Terug naar de drie P’s
Daarmee kom ik terug op de drie P’s. Aan de hand van onderstaand voorbeeld uit de praktijk wordt duidelijk wat de mogelijkheden zijn wanneer het complex als ordeningsprincipe wordt losgelaten.
Op portfolio niveau wordt op het niveau van het archetype een toekomststrategie bepaald. Zo heeft BouwhulpGroep in 2019 in samenwerking met Woonbedrijf en De Loods een best practice menukaart ontwikkeld met daarin oplossingsrichtingen voor verduurzaming van het archetype ‘EGW60’ (eengezinswoning jaren ’60). De Eindhovense corporatie heeft met deze menukaart de basis gelegd om op een slimme wijze gebaseerd op herhaling vorm te gaan geven aan haar grootste toekomstige opgave (12.500 woningen) (Lees hier meer over deze aanpak).
Op programma niveau worden oplossingsrichtingen op de menukaart vertaald naar herhaalbare concepten. Op de menukaart van Woonbedrijf is het splitsen van de EGW60 woningen één van deze richtingen. Woningsplitsing is een instrument om de huidige relatief grote woningen beter te laten aansluiten bij de woonbehoeften van de (toekomstige) doelgroep van de corporatie: 1+2 persoonshuishoudens.

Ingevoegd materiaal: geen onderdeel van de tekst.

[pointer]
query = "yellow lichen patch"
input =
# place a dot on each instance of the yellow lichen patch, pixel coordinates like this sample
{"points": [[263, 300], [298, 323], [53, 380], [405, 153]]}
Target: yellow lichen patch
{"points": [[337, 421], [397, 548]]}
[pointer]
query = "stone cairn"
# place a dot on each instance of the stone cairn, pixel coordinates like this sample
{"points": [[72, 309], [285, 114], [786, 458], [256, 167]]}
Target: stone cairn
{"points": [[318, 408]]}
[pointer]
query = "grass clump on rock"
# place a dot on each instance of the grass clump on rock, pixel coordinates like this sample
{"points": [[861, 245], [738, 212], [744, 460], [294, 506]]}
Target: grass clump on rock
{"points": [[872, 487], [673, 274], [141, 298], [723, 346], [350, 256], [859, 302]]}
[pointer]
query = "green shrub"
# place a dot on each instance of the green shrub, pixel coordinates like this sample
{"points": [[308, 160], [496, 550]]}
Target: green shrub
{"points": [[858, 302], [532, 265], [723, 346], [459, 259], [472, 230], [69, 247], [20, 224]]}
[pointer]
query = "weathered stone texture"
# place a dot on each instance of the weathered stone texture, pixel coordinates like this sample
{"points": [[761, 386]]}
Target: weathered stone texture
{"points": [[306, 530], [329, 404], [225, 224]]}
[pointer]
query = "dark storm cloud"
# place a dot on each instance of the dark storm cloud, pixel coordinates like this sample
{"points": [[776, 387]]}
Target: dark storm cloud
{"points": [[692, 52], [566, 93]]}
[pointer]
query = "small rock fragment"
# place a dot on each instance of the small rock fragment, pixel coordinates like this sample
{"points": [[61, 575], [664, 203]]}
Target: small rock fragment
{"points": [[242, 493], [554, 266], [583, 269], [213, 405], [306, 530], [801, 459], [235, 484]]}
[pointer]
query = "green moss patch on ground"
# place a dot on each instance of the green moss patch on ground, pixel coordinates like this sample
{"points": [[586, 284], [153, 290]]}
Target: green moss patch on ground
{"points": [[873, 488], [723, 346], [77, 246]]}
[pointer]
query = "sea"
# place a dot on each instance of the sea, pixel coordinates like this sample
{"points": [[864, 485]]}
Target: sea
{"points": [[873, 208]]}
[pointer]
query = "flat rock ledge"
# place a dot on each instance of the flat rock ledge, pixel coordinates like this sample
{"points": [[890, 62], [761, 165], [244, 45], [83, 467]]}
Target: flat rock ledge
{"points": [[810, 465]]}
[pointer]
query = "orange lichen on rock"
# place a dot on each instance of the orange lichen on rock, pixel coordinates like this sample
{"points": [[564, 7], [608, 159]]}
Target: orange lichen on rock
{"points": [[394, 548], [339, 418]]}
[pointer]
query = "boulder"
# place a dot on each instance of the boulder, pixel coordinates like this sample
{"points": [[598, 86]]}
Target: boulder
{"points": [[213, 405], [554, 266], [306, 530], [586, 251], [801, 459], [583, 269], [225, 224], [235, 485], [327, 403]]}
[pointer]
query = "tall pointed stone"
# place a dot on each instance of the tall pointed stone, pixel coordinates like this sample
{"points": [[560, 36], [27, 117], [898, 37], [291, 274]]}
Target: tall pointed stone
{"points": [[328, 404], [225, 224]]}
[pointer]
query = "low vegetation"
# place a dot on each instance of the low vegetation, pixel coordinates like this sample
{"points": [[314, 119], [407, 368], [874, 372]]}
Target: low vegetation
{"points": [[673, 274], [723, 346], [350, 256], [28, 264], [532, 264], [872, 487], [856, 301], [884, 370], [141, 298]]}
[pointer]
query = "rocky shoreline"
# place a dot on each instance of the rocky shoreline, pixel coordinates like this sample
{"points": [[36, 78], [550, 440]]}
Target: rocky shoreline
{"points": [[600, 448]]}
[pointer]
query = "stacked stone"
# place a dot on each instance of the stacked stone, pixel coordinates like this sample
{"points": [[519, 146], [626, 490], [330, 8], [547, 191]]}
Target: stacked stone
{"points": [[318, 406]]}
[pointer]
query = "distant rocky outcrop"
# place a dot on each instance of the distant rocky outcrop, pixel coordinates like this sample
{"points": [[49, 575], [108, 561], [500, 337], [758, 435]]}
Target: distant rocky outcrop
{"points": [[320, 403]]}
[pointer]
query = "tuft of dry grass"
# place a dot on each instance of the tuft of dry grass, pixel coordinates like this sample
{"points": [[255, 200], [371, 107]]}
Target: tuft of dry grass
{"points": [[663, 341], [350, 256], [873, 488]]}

Op dit moment is BouwhulpGroep samen met de corporatie concrete prestaties en randvoorwaarden voor de woningsplitsing aan het vastleggen (het programma), waarmee aan de herhaalbare oplossing (het concept) handen en voeten wordt gegeven gericht op realisatie.

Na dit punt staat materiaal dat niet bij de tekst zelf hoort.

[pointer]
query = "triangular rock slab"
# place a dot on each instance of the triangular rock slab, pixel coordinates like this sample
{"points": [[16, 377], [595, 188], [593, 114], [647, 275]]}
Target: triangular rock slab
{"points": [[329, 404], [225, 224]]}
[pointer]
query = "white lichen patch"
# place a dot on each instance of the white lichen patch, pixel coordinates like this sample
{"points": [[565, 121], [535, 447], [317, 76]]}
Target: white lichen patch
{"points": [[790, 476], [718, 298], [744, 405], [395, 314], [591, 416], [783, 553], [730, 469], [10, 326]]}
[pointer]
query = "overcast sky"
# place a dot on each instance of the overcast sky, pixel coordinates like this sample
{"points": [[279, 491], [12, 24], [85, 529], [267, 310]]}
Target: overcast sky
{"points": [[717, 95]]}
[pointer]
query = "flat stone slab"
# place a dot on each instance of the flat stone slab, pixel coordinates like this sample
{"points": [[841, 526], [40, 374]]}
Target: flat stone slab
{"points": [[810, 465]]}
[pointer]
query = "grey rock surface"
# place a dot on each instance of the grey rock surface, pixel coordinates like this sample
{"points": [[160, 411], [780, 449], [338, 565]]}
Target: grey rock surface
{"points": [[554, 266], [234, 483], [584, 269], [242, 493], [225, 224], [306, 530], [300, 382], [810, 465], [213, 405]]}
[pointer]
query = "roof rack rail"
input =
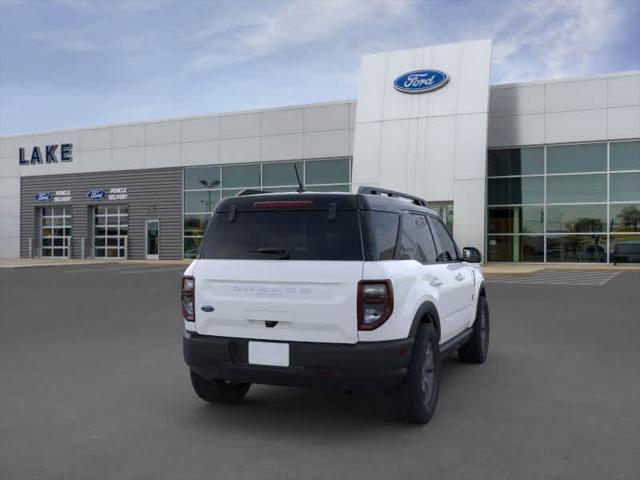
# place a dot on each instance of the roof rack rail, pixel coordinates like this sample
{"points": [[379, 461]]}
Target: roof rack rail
{"points": [[392, 193], [250, 191]]}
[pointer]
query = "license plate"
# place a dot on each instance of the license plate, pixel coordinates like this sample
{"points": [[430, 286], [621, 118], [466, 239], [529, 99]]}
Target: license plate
{"points": [[269, 353]]}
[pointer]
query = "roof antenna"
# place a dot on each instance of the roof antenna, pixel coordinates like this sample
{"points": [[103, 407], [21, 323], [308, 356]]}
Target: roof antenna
{"points": [[300, 185]]}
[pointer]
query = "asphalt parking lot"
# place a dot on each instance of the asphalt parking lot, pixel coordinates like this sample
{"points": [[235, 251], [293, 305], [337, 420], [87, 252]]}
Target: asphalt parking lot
{"points": [[92, 386]]}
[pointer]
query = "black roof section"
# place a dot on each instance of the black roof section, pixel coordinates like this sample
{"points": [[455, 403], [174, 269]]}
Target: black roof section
{"points": [[367, 198]]}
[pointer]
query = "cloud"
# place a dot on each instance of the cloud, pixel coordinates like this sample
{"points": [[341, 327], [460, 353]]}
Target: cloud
{"points": [[288, 25], [549, 39]]}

Op projectniveau kan dan de stap van denken naar doen worden gezet. Voor één van de buurten met het archetype EGW60 zijn we de opgave concreet naar een project aan het vertalen. De lokale context van de buurt komt hier nadrukkelijk in beeld. Welke concepten zijn hier passend en welke juist niet. En op welk moment. De focus van het project is niet meer wát de oplossing moet zijn, maar hóe deze op de specifieke locatie is te implementeren.

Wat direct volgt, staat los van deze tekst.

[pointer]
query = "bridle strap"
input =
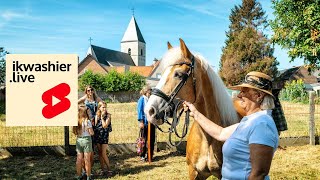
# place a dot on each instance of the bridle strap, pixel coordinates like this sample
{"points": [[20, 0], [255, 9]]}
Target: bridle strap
{"points": [[169, 100]]}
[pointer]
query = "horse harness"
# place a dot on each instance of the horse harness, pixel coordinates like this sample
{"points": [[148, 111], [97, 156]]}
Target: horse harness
{"points": [[173, 104]]}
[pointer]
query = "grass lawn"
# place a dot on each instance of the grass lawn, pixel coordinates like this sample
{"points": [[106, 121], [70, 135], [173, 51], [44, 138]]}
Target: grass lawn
{"points": [[125, 127], [300, 162]]}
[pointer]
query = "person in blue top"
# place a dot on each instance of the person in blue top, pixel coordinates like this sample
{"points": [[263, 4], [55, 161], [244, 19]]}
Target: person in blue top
{"points": [[143, 122], [249, 145]]}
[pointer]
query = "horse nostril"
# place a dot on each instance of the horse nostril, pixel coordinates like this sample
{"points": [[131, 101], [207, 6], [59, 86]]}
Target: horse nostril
{"points": [[151, 111]]}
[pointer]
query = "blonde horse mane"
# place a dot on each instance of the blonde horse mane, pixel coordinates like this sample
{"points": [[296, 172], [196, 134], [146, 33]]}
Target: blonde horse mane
{"points": [[224, 102]]}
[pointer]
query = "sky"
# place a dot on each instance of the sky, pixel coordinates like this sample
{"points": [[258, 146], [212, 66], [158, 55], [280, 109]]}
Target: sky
{"points": [[64, 26]]}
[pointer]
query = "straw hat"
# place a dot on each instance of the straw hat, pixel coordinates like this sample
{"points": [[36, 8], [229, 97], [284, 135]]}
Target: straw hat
{"points": [[256, 80]]}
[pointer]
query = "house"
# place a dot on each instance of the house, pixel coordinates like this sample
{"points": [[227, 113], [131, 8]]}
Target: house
{"points": [[311, 80], [132, 56]]}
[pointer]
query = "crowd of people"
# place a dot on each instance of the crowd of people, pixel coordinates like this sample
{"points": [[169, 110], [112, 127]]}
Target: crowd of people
{"points": [[248, 145]]}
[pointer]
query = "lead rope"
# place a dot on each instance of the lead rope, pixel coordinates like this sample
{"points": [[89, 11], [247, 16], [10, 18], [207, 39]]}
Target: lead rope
{"points": [[175, 122]]}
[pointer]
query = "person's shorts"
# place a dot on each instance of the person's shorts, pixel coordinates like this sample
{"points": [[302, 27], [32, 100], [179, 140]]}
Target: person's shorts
{"points": [[84, 144]]}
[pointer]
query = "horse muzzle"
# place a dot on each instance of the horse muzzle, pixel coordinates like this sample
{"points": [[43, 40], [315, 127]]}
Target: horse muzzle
{"points": [[158, 117]]}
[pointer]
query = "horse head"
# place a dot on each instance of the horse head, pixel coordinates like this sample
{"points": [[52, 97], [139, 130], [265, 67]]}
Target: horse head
{"points": [[177, 82]]}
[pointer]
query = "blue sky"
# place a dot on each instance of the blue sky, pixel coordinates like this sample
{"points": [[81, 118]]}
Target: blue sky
{"points": [[64, 26]]}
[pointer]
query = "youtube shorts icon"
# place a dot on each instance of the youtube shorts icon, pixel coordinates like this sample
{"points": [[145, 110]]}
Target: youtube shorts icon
{"points": [[42, 90], [56, 100]]}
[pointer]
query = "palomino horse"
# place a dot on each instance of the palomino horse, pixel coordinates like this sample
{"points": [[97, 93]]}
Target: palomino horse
{"points": [[191, 78]]}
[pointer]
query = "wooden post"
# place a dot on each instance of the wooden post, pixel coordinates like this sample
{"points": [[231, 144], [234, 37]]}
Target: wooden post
{"points": [[149, 142], [234, 94], [66, 141], [311, 120]]}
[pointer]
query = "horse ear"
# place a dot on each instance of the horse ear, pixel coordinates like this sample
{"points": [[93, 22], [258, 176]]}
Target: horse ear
{"points": [[169, 45], [185, 51]]}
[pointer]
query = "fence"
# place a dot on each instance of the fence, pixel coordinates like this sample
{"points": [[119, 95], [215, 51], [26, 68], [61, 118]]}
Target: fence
{"points": [[125, 127]]}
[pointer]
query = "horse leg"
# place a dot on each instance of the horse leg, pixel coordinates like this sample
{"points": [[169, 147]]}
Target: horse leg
{"points": [[193, 173]]}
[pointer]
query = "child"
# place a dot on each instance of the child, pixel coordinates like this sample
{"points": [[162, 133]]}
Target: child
{"points": [[103, 127], [83, 132]]}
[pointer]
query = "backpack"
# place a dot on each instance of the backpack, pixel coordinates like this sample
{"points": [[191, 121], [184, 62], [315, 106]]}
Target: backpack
{"points": [[140, 143]]}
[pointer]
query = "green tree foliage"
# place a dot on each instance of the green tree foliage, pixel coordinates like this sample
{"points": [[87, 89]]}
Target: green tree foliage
{"points": [[112, 81], [246, 48], [297, 28], [3, 52], [294, 91]]}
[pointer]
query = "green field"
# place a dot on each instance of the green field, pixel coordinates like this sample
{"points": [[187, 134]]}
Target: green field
{"points": [[125, 127], [297, 162]]}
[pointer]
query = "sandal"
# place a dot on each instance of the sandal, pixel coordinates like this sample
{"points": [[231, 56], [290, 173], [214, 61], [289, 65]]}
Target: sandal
{"points": [[109, 173]]}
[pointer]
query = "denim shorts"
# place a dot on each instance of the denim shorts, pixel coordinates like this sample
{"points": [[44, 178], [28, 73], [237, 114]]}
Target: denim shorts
{"points": [[84, 144]]}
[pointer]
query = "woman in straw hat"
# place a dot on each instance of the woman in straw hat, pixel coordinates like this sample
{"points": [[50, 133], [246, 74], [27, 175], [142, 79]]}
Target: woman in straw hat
{"points": [[249, 145]]}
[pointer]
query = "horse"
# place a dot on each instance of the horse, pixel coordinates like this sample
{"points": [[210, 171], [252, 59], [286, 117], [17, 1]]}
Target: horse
{"points": [[189, 77]]}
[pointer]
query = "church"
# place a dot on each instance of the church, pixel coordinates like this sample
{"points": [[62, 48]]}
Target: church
{"points": [[131, 57]]}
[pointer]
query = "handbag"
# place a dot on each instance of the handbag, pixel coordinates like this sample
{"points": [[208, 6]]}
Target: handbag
{"points": [[140, 143]]}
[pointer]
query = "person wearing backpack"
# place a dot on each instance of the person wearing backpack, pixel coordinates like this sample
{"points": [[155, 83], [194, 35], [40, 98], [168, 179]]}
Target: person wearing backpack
{"points": [[143, 123], [101, 131]]}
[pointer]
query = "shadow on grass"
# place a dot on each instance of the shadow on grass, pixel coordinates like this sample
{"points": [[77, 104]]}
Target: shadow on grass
{"points": [[130, 164], [54, 167]]}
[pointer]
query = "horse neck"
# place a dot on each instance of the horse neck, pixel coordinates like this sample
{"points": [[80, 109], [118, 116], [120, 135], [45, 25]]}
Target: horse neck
{"points": [[205, 100]]}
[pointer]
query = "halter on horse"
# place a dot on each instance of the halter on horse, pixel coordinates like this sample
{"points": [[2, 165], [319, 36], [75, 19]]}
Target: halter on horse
{"points": [[172, 104], [207, 92]]}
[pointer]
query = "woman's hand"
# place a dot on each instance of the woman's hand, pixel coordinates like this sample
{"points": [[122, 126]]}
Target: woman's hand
{"points": [[141, 125], [189, 106]]}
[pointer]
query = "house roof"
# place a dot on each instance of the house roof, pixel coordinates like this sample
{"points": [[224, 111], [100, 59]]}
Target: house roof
{"points": [[110, 57], [133, 32], [287, 73], [141, 70], [94, 58]]}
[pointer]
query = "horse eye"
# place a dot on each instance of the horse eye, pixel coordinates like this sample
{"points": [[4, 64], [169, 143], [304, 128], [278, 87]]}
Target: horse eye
{"points": [[178, 75]]}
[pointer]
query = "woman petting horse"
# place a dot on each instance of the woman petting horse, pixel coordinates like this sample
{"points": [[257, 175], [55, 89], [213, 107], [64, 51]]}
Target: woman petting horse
{"points": [[199, 84], [249, 145]]}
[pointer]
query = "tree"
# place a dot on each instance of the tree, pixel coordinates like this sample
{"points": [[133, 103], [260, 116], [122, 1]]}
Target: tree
{"points": [[246, 48], [294, 91], [297, 28], [3, 52]]}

Herhaling faciliteert versnelling
Terug naar het begin van dit artikel. Corporaties en versnellen? ja dat is zeker mogelijk! Met het anders samenwerken hebben we de doorlooptijd van een project de afgelopen jaren reeds verkort door de keten in elkaar te schuiven. Maar dat heeft nu zijn grenzen wel bereikt. Willen we versnellen dan moeten we op zoek naar een proces waar de rek nog in zit. Dat is in eerste instantie niet het project, maar dat wat er aan voorafgaat. Door in een vroeg stadium anders te gaan kijken naar de opgave. Door de herhalingsmogelijkheden op portfolio- en programmaniveau te benutten kun je toewerken naar concepten, waardoor het eenvoudiger en sneller wordt om tot een afweging te komen. Met als bijkomend voordeel dat het denken in concepten als extra pk’s dienen voor projecten, waardoor ook op dat vlak door efficiency tijdswinst is te behalen. Bijvoorbeeld doordat je met één uitvraag meerdere projecten kan bedienen. Dus dan hebben we het niet meer over de 3 P’s, maar over de 4 P’s: Portfolio, Programma, Project en Pk’s!